Department of Human Genetics, Saarland University, 66421 Homburg/Saar, Germany.
Chair for Clinical Bioinformatics, Saarland University, 66123 Saarbrücken, Germany.
Genomics Proteomics Bioinformatics. 2019 Aug;17(4):430-440. doi: 10.1016/j.gpb.2019.09.004. Epub 2019 Dec 4.
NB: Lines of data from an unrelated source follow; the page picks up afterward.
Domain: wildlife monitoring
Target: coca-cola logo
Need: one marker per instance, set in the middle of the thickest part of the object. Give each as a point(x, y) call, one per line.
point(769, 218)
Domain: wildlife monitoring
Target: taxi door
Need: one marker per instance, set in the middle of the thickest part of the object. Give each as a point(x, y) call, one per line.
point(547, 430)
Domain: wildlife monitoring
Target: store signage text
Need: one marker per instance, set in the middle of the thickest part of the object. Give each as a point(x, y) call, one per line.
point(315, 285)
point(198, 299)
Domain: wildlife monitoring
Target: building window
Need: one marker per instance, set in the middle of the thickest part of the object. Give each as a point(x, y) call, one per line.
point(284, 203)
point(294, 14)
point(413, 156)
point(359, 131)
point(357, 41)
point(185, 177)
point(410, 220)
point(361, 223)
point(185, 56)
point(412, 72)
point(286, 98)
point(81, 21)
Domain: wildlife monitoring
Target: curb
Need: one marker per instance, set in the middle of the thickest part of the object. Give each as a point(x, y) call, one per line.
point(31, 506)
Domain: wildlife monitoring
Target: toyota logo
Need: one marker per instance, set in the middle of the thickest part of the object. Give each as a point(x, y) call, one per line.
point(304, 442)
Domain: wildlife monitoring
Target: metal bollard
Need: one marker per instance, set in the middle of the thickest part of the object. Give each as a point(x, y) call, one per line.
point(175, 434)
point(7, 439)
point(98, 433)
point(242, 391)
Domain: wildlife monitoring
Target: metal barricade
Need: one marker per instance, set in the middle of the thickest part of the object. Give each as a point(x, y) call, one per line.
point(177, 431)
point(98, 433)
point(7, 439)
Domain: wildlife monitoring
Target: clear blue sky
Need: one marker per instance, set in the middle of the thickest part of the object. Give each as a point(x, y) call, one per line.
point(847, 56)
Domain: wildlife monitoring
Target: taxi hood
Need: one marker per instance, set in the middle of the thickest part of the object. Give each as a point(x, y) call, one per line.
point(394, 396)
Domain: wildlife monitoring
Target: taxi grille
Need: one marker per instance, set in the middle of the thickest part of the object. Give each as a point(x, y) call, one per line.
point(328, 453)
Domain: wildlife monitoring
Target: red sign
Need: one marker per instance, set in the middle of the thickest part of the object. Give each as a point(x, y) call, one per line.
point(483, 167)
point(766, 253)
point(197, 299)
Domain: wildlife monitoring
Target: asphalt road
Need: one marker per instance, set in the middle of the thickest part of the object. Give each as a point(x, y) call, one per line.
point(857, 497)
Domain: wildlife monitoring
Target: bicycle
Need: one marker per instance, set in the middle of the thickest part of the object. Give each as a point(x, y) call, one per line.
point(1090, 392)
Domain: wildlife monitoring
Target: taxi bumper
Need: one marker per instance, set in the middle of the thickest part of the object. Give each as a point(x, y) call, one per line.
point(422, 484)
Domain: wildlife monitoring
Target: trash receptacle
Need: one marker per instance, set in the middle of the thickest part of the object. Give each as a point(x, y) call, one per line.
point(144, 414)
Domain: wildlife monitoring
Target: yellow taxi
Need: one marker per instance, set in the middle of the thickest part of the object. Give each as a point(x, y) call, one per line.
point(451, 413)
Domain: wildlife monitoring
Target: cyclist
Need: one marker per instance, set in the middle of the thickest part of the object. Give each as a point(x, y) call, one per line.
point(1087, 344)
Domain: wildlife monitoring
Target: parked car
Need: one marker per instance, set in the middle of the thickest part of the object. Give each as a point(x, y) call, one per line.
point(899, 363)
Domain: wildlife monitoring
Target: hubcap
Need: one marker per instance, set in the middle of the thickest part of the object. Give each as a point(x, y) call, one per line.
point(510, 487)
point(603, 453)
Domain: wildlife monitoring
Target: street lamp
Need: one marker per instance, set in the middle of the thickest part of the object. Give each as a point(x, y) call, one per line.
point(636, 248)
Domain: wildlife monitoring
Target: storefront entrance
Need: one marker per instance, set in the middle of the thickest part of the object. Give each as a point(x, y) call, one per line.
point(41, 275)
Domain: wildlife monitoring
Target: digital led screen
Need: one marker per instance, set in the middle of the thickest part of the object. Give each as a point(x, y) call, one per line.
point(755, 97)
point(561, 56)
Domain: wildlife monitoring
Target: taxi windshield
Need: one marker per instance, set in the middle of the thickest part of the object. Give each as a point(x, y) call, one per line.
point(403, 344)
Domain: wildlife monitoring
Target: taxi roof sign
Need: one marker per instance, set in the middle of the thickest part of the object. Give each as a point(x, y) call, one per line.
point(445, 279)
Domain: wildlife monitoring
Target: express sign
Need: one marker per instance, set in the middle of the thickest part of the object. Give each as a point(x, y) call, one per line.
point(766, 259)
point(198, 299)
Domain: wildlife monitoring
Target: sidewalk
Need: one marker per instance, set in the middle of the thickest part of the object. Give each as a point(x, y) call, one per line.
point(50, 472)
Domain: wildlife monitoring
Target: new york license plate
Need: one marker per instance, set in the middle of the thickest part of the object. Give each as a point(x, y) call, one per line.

Blood-borne small non-coding (sncRNAs) are among the prominent candidates for blood-based diagnostic tests. Often, high-throughput approaches are applied to discover biomarker signatures. These have to be validated in larger cohorts and evaluated by adequate statistical learning approaches. Previously, we published high-throughput sequencing based microRNA (miRNA) signatures in Alzheimer's disease (AD) patients in the United States (US) and Germany. Here, we determined abundance levels of 21 known circulating miRNAs in 465 individuals encompassing AD patients and controls by RT-qPCR. We computed models to assess the relation between miRNA expression and phenotypes, gender, age, or disease severity (Mini-Mental State Examination; MMSE). Of the 21 miRNAs, expression levels of 20 miRNAs were consistently de-regulated in the US and German cohorts. 18 miRNAs were significantly correlated with neurodegeneration (Benjamini-Hochberg adjusted P < 0.05) with highest significance for miR-532-5p (Benjamini-Hochberg adjusted P = 4.8 × 10). Machine learning models reached an area under the curve (AUC) value of 87.6% in differentiating AD patients from controls. Further, ten miRNAs were significantly correlated with MMSE, in particular miR-26a/26b-5p (adjusted P = 0.0002). Interestingly, the miRNAs with lower abundance in AD were enriched in monocytes and T-helper cells, while those up-regulated in AD were enriched in serum, exosomes, cytotoxic t-cells, and B-cells. Our study represents the next important step in translational research for a miRNA-based AD test.
血液来源的小非编码(sncRNA)是血液诊断测试的重要候选物之一。通常,采用高通量方法来发现生物标志物特征。这些特征必须在更大的队列中进行验证,并通过适当的统计学习方法进行评估。之前,我们在美国和德国的阿尔茨海默病(AD)患者中发布了基于高通量测序的 microRNA(miRNA)特征。在这里,我们通过 RT-qPCR 确定了包含 AD 患者和对照组的 465 个人中 21 种已知循环 miRNA 的丰度水平。我们计算了模型,以评估 miRNA 表达与表型、性别、年龄或疾病严重程度(Mini-Mental State Examination;MMSE)之间的关系。在 21 种 miRNA 中,美国和德国队列中 20 种 miRNA 的表达水平一致失调。18 种 miRNA 与神经退行性变显著相关(Benjamini-Hochberg 调整 P < 0.05),miR-532-5p 最高(Benjamini-Hochberg 调整 P = 4.8 × 10)。机器学习模型在区分 AD 患者和对照组方面达到了 87.6%的曲线下面积(AUC)值。此外,有 10 种 miRNA 与 MMSE 显著相关,特别是 miR-26a/26b-5p(调整 P = 0.0002)。有趣的是,AD 中丰度较低的 miRNA 在单核细胞和 T 辅助细胞中富集,而在 AD 中上调的 miRNA 在血清、外泌体、细胞毒性 T 细胞和 B 细胞中富集。我们的研究代表了 miRNA 为基础的 AD 测试转化研究的下一步重要步骤。